简体   繁体   English

为什么Apache Flink从数据流中删除事件?

[英]Why is Apache Flink droping the event from datastream?

In the following unit test case, some event specified by numberOfElements is generated and fed as a data stream. 在以下单元测试用例中,将生成由numberOfElements指定的某些事件,并将其作为数据流提供。 This unit cases randomly fails at the line. 该单位案例在生产线上随机失败。

assertEquals(numberOfElements, CollectSink.values.size()); assertEquals(numberOfElements,CollectSink.values.size());

Any explanation why Apache Flink is skipping the events. 为什么Apache Flink跳过事件的任何解释。

import org.apache.flink.api.java.tuple.Tuple2;
import org.apache.flink.streaming.api.datastream.DataStream;
import org.apache.flink.streaming.api.environment.StreamExecutionEnvironment;
import org.apache.flink.streaming.api.functions.sink.SinkFunction;
import org.junit.Before;
import org.junit.Test;

import java.util.ArrayList;
import java.util.List;

import static java.lang.Thread.sleep;
import static org.junit.Assert.assertEquals;

public class FlinkTest {

StreamExecutionEnvironment env;

@Before
public void setup() {
    env = StreamExecutionEnvironment.createLocalEnvironment();
}

@Test
public void testStream1() throws Exception {
    testStream();
}

@Test
public void testStream2() throws Exception {
    testStream();
}

@Test
public void testStream3() throws Exception {
    testStream();
}

@Test
public void testStream4() throws Exception {
    testStream();
}


@Test
public void testStream() throws Exception {

    final int numberOfElements = 50;

    DataStream<Tuple2<String, Integer>> tupleStream = env.fromCollection(getCollectionOfBucketImps(numberOfElements));
    CollectSink.values.clear();
    tupleStream.addSink(new CollectSink());
    env.execute();
    sleep(2000);

    assertEquals(numberOfElements, getCollectionOfBucketImps(numberOfElements).size());
    assertEquals(numberOfElements, CollectSink.values.size());
}


public static List<Tuple2<String, Integer>> getCollectionOfBucketImps(int numberOfElements) throws InterruptedException {
    List<Tuple2<String, Integer>> records = new ArrayList<>();
    for (int i = 0; i < numberOfElements; i++) {
        records.add(new Tuple2<>(Integer.toString(i % 10), i));
    }
    return records;
}

// create a testing sink
private static class CollectSink implements SinkFunction<Tuple2<String, Integer>> {

    public static final List<Tuple2<String, Integer>> values = new ArrayList<>();

    @Override
    public synchronized void invoke(Tuple2<String, Integer> value, Context context) throws Exception {
        values.add(value);
    }
 }
}

For examples either of testStreamX case fails randomly. 例如,testStreamX情况之一随机失败。

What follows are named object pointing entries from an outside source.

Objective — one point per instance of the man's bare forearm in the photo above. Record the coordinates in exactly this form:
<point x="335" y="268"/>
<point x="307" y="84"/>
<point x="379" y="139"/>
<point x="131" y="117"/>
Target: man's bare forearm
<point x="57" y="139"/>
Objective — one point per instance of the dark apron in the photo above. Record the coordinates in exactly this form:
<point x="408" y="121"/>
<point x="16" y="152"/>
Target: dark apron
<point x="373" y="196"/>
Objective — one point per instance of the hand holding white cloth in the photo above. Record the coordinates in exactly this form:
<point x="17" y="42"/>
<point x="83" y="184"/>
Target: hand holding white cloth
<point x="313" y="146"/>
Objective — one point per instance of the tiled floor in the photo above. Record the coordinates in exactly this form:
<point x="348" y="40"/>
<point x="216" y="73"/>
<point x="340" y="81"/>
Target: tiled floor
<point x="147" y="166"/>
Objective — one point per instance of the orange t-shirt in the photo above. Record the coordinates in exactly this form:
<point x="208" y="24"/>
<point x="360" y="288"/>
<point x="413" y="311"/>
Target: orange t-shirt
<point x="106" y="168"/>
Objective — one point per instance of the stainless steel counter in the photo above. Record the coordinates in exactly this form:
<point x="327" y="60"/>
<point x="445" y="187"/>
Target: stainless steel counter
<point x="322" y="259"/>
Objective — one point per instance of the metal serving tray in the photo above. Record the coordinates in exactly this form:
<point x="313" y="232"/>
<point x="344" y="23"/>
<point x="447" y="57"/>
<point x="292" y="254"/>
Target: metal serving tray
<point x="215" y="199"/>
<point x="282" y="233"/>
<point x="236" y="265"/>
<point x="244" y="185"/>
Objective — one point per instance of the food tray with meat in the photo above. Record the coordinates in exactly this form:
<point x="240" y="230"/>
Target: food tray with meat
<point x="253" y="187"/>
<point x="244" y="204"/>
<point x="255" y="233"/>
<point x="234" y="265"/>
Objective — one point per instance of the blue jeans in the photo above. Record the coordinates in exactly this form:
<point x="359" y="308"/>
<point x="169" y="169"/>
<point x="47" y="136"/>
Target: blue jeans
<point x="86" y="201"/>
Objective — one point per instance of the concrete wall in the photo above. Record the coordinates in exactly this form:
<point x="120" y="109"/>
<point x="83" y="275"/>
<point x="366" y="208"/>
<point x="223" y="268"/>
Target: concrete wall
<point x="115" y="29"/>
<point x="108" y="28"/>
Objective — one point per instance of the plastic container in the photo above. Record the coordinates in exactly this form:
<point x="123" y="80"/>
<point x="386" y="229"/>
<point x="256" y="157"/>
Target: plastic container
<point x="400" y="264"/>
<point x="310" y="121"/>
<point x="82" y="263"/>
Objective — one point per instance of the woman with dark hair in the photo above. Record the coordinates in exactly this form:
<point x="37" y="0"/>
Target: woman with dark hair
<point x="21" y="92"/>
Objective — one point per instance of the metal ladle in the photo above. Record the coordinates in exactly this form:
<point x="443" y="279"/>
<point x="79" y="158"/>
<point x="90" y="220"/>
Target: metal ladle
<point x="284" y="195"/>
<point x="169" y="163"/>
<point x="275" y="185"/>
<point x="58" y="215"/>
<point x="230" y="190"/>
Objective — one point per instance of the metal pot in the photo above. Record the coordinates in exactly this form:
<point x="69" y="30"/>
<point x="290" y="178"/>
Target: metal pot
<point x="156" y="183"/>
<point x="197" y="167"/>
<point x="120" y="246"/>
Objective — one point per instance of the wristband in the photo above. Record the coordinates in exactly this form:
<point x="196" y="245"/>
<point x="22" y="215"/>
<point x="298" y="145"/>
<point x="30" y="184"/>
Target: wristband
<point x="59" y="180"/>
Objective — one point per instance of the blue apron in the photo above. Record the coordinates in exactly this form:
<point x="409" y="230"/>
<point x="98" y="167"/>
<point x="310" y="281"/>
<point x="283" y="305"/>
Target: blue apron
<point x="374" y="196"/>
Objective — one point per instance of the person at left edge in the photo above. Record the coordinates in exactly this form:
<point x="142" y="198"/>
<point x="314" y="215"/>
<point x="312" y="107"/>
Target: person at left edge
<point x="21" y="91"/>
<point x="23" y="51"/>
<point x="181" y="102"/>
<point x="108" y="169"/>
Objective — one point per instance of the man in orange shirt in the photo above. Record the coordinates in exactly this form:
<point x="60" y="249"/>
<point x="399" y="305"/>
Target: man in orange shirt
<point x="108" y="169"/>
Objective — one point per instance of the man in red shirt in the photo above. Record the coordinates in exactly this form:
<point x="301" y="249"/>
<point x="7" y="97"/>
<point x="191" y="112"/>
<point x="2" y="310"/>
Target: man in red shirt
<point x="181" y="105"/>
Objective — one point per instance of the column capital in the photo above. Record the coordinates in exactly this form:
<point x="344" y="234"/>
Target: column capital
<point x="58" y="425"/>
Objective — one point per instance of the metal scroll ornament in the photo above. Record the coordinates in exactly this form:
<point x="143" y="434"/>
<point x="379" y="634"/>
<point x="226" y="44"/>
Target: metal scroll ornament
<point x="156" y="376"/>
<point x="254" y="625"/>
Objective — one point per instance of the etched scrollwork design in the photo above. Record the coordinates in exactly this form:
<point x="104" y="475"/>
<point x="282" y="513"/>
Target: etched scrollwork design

Context: The code runs with 8 as parallelism setu since the cpu where it runs has 8 Cores 上下文:代码以8作为并行度setu运行,因为运行它的cpu具有8个内核

I don't know the paralellism of your jobs (i suppose that is the max that Flink can assign). 我不知道您的工作是否与众不同(我想这是Flink可以分配的最高限额)。 Looks like you can have a Race condition on the add value of your sink. 看起来您可以在接收器的增加值上具有“竞争”条件。

Solution

I have runned your example code, setting the environment parallelism to 1 and everything works fine. 我已经运行了您的示例代码,将环境并行度设置为1,并且一切正常。 The documentation examples about testing uses this solution link to documentation . 有关测试的文档示例使用此解决方案链接到文档

@Before
public void setup() {
    env = StreamExecutionEnvironment.createLocalEnvironment();
    env.setParallelism(1);
}

Even Better 更好

You can set the parallelism to 1 only on the sink operator and mantain the parallelism of the rest of the pipeline. 您只能在接收器运算符上将并行度设置为1,并保持其余管道的并行度。 In the following example, i added an extra map function with a forced parallelism of 8 for tha map operator. 在以下示例中,我为tha映射运算符添加了一个额外的映射函数,强制并行度为8。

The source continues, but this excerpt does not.